SENİN ZAMAN KATİLİN NE

SENİN ZAMAN KATİLİN NE 
SEVGİ KELEŞER

Göklerde güneş etkisi, yerlerden satürn dengesindeyiz.
Gezegenler sadece birer sembol.
Sıfatsal sebeplerin sembolleri…
Gerçeği görebilmek, kendi gerçeğimizi görebilmek için algıların dengeye gelmesi gerekiyor.
Algılarımız da zamanın etkileri (göklerden gelen etki), vaktin (yere ait bir özellik “An”) gerektirdikleri ile dengeye geliyor.
Bizim dışımızda evrensel bir zamanlama var. Denge hali ise; işte bu evrensel zamanlama ile kendi kişisel zaman programımızın senkronize olduğu haldir.
Algılarımız dengede değilse veyahut kendi kişisel zaman çizelgemize göre davranışlarımızı geliştirdiğimizde bu senkronizasyon bozulur.
Size bir sır vereyim mi?
İşin sırrı, evrensel zamanlamaya güvenmek.
Zamanın tazeliğini hissederek yaşamak.
Hiçbir “An” yinelenen “An” değildir, yenilenen An’dır !
Veeee, her “An” bir yaratılıştır. 
İşte bu farkındalık bizleri “gün bilincini” yakalamaya vardırır.
Gün bilinci farkındalığını kullanarak “şahit konumunda olma” halinin,“algıya esir olmama halinin”, içlerimizde yerleşmesine izin vermiş oluruz.
Yargılarımızdan, ötekileştirme hallerimizden, şartlanmalarımızdan bağımsız hale geliriz.
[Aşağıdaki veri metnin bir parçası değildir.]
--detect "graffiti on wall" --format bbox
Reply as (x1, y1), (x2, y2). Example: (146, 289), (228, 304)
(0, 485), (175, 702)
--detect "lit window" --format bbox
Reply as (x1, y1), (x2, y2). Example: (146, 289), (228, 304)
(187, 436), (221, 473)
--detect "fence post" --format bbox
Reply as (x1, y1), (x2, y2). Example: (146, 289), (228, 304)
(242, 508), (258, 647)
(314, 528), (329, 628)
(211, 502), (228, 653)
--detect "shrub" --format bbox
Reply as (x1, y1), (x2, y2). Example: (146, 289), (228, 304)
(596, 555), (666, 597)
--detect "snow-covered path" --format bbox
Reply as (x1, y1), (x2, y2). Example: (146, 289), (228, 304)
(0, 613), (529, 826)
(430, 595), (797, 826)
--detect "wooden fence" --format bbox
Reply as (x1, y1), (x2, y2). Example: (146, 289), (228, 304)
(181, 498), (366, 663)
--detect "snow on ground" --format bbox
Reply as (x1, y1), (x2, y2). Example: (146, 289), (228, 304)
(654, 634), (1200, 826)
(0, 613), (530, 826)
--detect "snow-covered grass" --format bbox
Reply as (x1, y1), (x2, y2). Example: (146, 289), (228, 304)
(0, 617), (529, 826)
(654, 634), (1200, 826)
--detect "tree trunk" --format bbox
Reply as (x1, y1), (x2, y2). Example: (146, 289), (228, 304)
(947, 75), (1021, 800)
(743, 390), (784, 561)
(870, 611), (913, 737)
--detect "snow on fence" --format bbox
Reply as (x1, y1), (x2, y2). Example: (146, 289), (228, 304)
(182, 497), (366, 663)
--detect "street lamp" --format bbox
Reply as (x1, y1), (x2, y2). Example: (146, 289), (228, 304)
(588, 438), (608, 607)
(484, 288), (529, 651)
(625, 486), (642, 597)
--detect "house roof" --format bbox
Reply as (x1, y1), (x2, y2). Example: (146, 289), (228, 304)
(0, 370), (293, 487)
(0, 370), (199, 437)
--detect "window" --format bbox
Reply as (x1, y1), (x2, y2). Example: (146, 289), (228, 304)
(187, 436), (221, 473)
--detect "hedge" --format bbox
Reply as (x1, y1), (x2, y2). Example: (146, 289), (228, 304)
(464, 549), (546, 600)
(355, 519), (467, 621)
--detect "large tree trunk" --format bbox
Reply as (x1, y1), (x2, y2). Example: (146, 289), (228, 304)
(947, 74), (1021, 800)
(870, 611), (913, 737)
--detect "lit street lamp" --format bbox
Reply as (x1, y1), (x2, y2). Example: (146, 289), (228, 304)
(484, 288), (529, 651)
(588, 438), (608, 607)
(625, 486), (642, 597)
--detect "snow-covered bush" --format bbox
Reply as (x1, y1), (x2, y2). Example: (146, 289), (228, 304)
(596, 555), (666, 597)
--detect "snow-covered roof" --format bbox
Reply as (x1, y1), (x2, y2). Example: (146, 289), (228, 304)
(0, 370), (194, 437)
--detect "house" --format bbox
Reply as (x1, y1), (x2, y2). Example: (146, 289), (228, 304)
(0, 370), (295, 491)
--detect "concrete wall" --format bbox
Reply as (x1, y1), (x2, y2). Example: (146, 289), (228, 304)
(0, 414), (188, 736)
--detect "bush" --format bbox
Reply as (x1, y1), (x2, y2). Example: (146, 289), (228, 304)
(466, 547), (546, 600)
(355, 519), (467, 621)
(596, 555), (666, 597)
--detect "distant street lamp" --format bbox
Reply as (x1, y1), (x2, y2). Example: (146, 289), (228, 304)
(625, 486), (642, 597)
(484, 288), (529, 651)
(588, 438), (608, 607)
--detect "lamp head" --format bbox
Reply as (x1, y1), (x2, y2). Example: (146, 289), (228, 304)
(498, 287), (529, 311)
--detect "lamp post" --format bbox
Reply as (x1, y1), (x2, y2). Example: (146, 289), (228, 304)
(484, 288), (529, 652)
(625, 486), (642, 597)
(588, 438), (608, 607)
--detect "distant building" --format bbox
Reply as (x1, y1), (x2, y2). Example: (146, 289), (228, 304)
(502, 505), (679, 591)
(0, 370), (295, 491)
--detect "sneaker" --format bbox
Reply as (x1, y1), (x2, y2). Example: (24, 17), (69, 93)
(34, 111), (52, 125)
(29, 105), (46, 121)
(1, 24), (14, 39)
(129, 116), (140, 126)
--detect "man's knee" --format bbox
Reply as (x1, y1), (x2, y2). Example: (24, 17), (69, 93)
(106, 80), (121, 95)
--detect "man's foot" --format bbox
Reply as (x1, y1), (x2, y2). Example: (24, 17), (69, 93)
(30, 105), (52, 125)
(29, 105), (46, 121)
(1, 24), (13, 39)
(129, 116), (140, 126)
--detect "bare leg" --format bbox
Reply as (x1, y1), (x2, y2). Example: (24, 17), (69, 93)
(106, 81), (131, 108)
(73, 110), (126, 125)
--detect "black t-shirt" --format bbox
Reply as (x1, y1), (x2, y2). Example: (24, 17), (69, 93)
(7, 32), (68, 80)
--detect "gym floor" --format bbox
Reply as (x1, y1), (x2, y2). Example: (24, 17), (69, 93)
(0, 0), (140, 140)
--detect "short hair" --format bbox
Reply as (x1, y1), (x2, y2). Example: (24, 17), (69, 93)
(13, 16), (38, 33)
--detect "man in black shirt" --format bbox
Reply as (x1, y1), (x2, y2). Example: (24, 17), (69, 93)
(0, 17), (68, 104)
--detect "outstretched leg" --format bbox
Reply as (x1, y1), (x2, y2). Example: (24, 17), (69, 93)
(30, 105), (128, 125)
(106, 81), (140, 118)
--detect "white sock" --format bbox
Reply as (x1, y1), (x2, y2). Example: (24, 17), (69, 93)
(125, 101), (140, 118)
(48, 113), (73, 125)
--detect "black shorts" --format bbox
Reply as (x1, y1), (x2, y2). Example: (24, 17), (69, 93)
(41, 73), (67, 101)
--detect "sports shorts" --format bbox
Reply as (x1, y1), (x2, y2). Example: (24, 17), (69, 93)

Gafletten uyanma halidir bu.
Zaman ilizyonu sanırım böyle aşılır.
Zaman zamansızdır.
“Zamanı iyi kullanmak”, “Şimdiyi yaşayabilmek” Satürn’ün denge halidir.
Zamanı iyi kullanamayan hallerimiz var ise, dikkat koyun bakalım “ Zamanımızın Katili Ne?” 
Düşünmek?
Bağlanma / bağımlılık geliştirecek şekilde bir şeyle ilgilenmek?
Zamanı yönetmeye çalışarak, kendini hapsetmek?
Zamanın (Göklerden gelen etkinin) gerektirdiğini, Vaktin (yerlerden gelen denge) dengesinde yerine getirememek?